Here's why $$-5 \cdot 10^1 + 1 \cdot 10^{0} = 0$$. When we add $$-5 \cdot 10^1$$ to $$1 \cdot 10^{0}$$, we have to rewrite them so they share a common exponent. We could pick either exponent, in theory, but we'll pick the larger one because otherwise the math makes no sense – small numbers eliminate large numbers rather than making no difference to them. That choice means we have to "right shift" the digits of $$1 \cdot 10^0$$ so that the right side becomes $$0.1 \cdot 10^1$$. But we can't actually represent $$0.1$$ because we only have one digit of mantissa. So it becomes $$0 \cdot 10^1$$ and the sum is $$-5 \cdot 10^1$$.

The necessary feature of this example is that the difference between the exponents of $$x$$ and of $$\epsilon$$ (in this case $$1 - 0 = 1)$$) is larger than the size of the mantissa in digits (in IEEE 754, bits). In my made-up system, the mantissa is just one digit so this happens as soon as there is any difference at all in the exponents. A similar thing happens with multiplication distributing over addition.

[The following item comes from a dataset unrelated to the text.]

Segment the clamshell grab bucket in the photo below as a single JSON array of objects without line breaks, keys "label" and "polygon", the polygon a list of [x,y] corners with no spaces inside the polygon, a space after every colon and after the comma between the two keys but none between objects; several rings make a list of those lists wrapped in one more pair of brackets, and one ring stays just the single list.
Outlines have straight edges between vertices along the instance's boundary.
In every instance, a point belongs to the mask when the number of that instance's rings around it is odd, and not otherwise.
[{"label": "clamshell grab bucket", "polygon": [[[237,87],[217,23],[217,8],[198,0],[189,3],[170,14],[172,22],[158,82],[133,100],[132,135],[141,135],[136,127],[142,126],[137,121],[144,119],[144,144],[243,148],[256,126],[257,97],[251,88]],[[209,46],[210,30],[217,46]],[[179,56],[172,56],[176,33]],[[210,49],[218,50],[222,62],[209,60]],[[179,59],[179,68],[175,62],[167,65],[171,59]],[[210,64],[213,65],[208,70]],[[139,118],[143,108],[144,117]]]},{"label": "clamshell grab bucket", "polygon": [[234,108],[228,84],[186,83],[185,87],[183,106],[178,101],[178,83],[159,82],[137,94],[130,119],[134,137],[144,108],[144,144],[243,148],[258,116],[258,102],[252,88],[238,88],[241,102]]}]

Multiplication doesn't distribute over addition. The reason is similar to the reason that addition isn't associative.

For example, suppose we want to muliply $$x = 4 \cdot 10^0$$ with $$y + z$$ where $$y = 1 \cdot 10^1$$ and $$z = 9 \cdot 10^0$$. That is, we want to calculate $$4 \cdot 10^0 \cdot \left(1 \cdot 10^1 + 9 \cdot 10^0\right)$$. The $$y + z$$ here becomes $$1 \cdot 10^1$$ for much the same reasons as before, and when we multiply with $$4 \cdot 10^0$$ we get $$4 \cdot 10^1$$. Meanwhile, if we calculate the distributed expression $$x \cdot y + x \cdot z$$, we get $$4 \cdot 10^0 \cdot 9 \cdot 10^1 + 4 \cdot 10^0 \cdot 9 \cdot 10^0$$. Now $$4 \cdot 10^0 \cdot 9 \cdot 10^0$$ should be $$3.6 \cdot 10^1$$, but we have to round to get rid of the extra digit, so we end up with $$4 \cdot 10^1$$. The other expression is the same as before, so we get $$x \cdot y + x \cdot z = 4 \cdot 10^1 + 4 \cdot 10^1 = 8 \cdot 10^1$$.

Here the relevant feature of the example is slightly different. We need two numbers, without loss of generality, $$y > z$$ that have incompatible but nearly compatible exponents, such that when multiplied by $$x$$ they become compatible. By compatible I mean we don't need to right-shift away all of the smaller number's mantissa when we add the numbers, and by incompatible I mean that we do have to shift away all those digits. It's probably possible to specify the conditions on $$x, \y$$ and $$z$$ more precisely, but that sounds like a lot of fiddly work that I have no reason or interest to do at the moment.

So, bottom line: If you write code that touches floating point numbers, you can't depend on associativity or distributivity. These laws that work for real numbers don't work for the finite numbers we can actually compute with.